Intervention de Éric Ciotti

Réunion du 5 octobre 2016 à 10h00
Commission des lois constitutionnelles, de la législation et de l'administration générale de la république

Photo issue du site de l'Assemblée nationale ou de WikipediaÉric Ciotti, rapporteur :

Il est vrai que, avec l'article 1er, nous voulons changer le cadre et l'ampleur de la lutte contre le terrorisme en recourant à un nouvel outil de police administrative qui serait une mesure de précaution. Ce dispositif repose sur trois piliers : l'assignation à résidence – qui ne devrait pas être de nature à vous choquer puisque vous l'avez approuvée dans le cadre de l'état d'urgence –, le placement sous surveillance électronique et – ce que vous semblez contester de façon prioritaire – le placement dans des centres de rétention fermés.
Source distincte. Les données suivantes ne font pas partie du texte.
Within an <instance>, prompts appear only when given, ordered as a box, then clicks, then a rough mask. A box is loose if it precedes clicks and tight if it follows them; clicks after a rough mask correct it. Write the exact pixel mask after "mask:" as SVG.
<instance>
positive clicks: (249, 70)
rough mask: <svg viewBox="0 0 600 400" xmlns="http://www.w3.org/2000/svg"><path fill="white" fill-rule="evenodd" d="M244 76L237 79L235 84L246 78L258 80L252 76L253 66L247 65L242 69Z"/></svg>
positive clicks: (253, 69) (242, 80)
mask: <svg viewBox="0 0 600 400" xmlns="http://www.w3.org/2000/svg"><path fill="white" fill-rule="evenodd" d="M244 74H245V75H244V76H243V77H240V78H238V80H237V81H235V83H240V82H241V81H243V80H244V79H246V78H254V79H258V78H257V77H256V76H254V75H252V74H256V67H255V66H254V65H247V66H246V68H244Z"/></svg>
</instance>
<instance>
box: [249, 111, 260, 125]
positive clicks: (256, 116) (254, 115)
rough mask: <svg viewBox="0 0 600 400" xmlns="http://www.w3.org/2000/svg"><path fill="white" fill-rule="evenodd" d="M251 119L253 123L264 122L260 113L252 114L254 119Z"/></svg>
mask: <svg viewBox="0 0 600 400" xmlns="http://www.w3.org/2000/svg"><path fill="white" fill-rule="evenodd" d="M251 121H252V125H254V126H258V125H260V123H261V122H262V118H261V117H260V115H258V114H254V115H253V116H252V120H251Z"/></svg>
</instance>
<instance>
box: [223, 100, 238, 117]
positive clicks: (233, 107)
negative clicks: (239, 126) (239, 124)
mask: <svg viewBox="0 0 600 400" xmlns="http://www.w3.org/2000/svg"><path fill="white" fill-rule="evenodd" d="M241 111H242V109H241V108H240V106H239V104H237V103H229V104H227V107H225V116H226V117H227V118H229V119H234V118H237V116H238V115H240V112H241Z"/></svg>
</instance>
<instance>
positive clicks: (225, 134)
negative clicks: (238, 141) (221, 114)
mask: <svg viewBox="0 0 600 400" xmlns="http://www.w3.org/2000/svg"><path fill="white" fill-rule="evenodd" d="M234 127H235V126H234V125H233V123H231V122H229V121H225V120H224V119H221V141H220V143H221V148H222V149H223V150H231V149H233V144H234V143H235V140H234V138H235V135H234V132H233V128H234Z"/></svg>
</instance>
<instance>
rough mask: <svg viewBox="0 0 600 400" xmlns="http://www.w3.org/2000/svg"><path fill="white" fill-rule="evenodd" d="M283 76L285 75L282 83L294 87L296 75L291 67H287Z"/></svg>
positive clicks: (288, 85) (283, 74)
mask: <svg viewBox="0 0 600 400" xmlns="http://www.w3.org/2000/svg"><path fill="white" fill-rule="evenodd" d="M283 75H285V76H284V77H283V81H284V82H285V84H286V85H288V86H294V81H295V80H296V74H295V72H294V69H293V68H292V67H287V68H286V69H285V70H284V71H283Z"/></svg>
Nous voulons sortir de la caricature qui a souvent accompagné ce débat. Il ne s'agit pas, comme vous le répétez, de placer en rétention tous ceux qui sont inscrits au fichier des personnes recherchées dans la catégorie S – ils sont plus de 11 000 à 12 000. Ce que nous disons, c'est qu'il convient de compléter notre dispositif juridique en permettant à l'autorité administrative – en l'occurrence, le ministre de l'intérieur –, dans une situation de gravité particulière et d'urgence absolue, de prendre une mesure de précaution concernant quelques dizaines, voire quelques centaines d'individus dont la dangerosité est connue, notamment par les services de renseignement, sans permettre toutefois la judiciarisation de la procédure.

C'est un dispositif de précaution que, au mois de juin, quelques jours avant l'attentat de Nice, Christian Jacob, Guillaume Larrivé et moi-même avons présenté au Premier ministre, accompagné du garde des Sceaux et du ministre de l'intérieur. Je suis convaincu que nous en viendrons un jour ou l'autre à appliquer ce dispositif. Guillaume Larrivé a rappelé tout à l'heure les oppositions que vous aviez formulées depuis 2012 à beaucoup de nos amendements relatifs à la consultation de sites faisant l'apologie du terrorisme, au renseignement pénitentiaire, au délit d'entrave au blocage des sites, aux modalités d'aménagement des peines, à la perpétuité réelle, aux fouilles de véhicules et aux contrôles d'identité ordonnés par le préfet sous l'état d'urgence. Chaque fois, vous y êtes venus après des événements tragiques. Il s'agit aujourd'hui d'anticiper les choses grâce à une mesure de précaution.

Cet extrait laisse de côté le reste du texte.